Uno psicoanalista che, detto con rispetto, può essere scriva un po’ troppo, e che si chiama Massimo Recalcati, chiede con enfasi di accendere il desiderio nei giovani, invito o istigazione pericolosissimo e insieme un po’ inutile. Più utile segnalare due esempi epico-eroici che emergono dall’Iliade in calzoncini corti del tennis. Per adesso, ché poi nel tempo tutto si flette se non si corrompa, ma staremo a vedere, si capisce che si allenano con l’indispensabile disciplina, che cercano di vivere con allegria il successo e con la dovuta dose di amarezza e fair play gli insuccessi (rari, per loro), e che il desiderio in questi semidei dello sport si accende con la dovuta ragionevolezza, si accompagna alla verifica del talento, più importante del talento stesso, alla buona educazione, a un misto di sfrontatezza e di riservatezza, si capisce che sanno sorridere, sdrammatizzare, incassare e combattere secondo le regole. Insomma, sono in ogni senso maestri di stile, ed è allo stile che bisognerebbe invitare, per l’apprendimento del meglio che la vita e l’arte possano offrire, i ragazzi facili e difficili dei nostri anni, che il desiderio ce l’hanno già e forse anche troppo e troppo conculcato dalla cultura del desiderio. L’ultimo colpo buono è di Alcaraz. Ma Sinner è in grado di rispondere a qualsiasi battuta di servizio, e risponderà.

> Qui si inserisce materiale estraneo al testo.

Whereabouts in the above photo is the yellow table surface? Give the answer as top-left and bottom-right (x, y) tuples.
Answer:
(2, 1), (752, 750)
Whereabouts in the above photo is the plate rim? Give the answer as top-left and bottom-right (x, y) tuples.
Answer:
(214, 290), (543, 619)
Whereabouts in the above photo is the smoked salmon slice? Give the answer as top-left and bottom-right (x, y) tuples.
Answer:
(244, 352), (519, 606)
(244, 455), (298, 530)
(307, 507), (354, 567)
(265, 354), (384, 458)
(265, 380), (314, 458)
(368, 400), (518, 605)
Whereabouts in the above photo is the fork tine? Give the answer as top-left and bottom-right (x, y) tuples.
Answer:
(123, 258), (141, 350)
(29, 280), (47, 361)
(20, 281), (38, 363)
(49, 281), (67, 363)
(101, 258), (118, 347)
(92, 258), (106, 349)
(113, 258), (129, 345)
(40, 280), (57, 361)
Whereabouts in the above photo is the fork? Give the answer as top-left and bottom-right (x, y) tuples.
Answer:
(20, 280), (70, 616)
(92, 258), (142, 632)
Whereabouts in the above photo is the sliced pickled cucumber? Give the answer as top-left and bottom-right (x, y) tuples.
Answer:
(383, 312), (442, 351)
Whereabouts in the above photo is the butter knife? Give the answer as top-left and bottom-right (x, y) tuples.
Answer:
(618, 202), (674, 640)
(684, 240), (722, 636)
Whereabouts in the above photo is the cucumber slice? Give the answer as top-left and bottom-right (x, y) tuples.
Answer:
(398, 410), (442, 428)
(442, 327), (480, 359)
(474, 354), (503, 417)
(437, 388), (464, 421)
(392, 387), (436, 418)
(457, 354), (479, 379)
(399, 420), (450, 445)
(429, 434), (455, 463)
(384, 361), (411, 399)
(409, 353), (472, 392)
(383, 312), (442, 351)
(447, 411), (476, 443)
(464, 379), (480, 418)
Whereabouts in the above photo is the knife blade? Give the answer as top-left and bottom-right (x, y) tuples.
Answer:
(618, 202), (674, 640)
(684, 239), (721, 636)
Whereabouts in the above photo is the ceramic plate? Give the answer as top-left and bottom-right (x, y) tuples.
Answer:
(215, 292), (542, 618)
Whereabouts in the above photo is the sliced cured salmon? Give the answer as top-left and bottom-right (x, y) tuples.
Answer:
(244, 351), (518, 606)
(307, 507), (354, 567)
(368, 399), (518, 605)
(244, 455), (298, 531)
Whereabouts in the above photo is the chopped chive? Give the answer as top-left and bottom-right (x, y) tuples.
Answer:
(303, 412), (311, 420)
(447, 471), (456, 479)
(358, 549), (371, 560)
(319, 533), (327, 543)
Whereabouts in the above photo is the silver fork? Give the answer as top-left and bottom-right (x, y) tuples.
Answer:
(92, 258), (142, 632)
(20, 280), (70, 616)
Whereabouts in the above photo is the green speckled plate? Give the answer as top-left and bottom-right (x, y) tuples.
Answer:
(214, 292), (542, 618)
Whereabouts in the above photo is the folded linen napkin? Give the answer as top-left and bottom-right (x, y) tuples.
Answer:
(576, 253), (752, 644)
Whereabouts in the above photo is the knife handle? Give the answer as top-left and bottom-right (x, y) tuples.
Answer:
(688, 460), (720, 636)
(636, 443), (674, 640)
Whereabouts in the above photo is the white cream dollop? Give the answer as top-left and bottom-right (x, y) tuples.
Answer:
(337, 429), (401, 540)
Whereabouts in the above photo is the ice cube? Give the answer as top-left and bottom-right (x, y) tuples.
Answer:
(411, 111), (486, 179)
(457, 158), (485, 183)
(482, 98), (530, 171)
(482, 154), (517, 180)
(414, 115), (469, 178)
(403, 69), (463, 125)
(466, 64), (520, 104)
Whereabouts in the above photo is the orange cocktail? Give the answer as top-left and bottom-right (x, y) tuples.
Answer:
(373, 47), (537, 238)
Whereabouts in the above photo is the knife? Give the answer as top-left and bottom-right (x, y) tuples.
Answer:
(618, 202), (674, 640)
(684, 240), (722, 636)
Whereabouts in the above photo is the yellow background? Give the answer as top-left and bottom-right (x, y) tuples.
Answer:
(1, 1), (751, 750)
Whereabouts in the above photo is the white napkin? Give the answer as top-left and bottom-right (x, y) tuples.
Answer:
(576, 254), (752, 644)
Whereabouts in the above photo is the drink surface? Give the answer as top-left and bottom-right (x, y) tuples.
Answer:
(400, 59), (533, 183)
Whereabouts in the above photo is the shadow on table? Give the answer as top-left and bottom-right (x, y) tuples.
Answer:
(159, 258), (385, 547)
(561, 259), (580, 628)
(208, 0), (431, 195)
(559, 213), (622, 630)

Pur venendo dalla Val Pusteria, Jannik è italiano e gli tocca quel tanto di ipocrisia moraleggiante che lo ha indotto, dopo il Six Kings Slam di Riad (un milione e mezzo per partecipare, quattro e mezzo per la finale, sei milioni per la coppa, e come si vede la consulenza di Renzi, legittima, non è così opulenta come si vuol far credere), a dichiarare che “non gioca per soldi”. Cosa vera, ma detta male, lui che è di felice espressione anche nelle fantastiche pubblicità, specie quella del caffè che sembra scritta da Neil Simon. “Non solo per soldi”: sarebbe stato più appropriato.
Ed è quello che appunto, a domanda risponde, il ragazzo Hidalgo di El Palmar, dintorni di Murcia, ha detto ai giornalisti. Certo che mi diverto a giocare, certo che lo faccio per professione, ma i soldi sono importanti e in Arabia Saudita sono andato anche per i soldi, tanti, che erano in palio. E’ così, ha aggiunto, o almeno per me è così. Da noi, come dimostra anche la vicenda dell’ex allenatore della Nazionale Mancini, che è venuto via da Riad con il suo gruzzolo ma a testa bassa per incomprensioni e baruffe, bisogna sempre affettare la dovuta distanza dai soldi, e siamo il paese in cui una star non può fissare la sua residenza a Montecarlo senza il non dovuto e un po’ penoso scandalo benpensante. L’Hidalgo no, come tutti i veri signori se guadagna non lo nega e con sprezzatura ammette che gli fa piacere. Sia acceso il desiderio, o giovani, intanto di lavorare bene e guadagnare bene.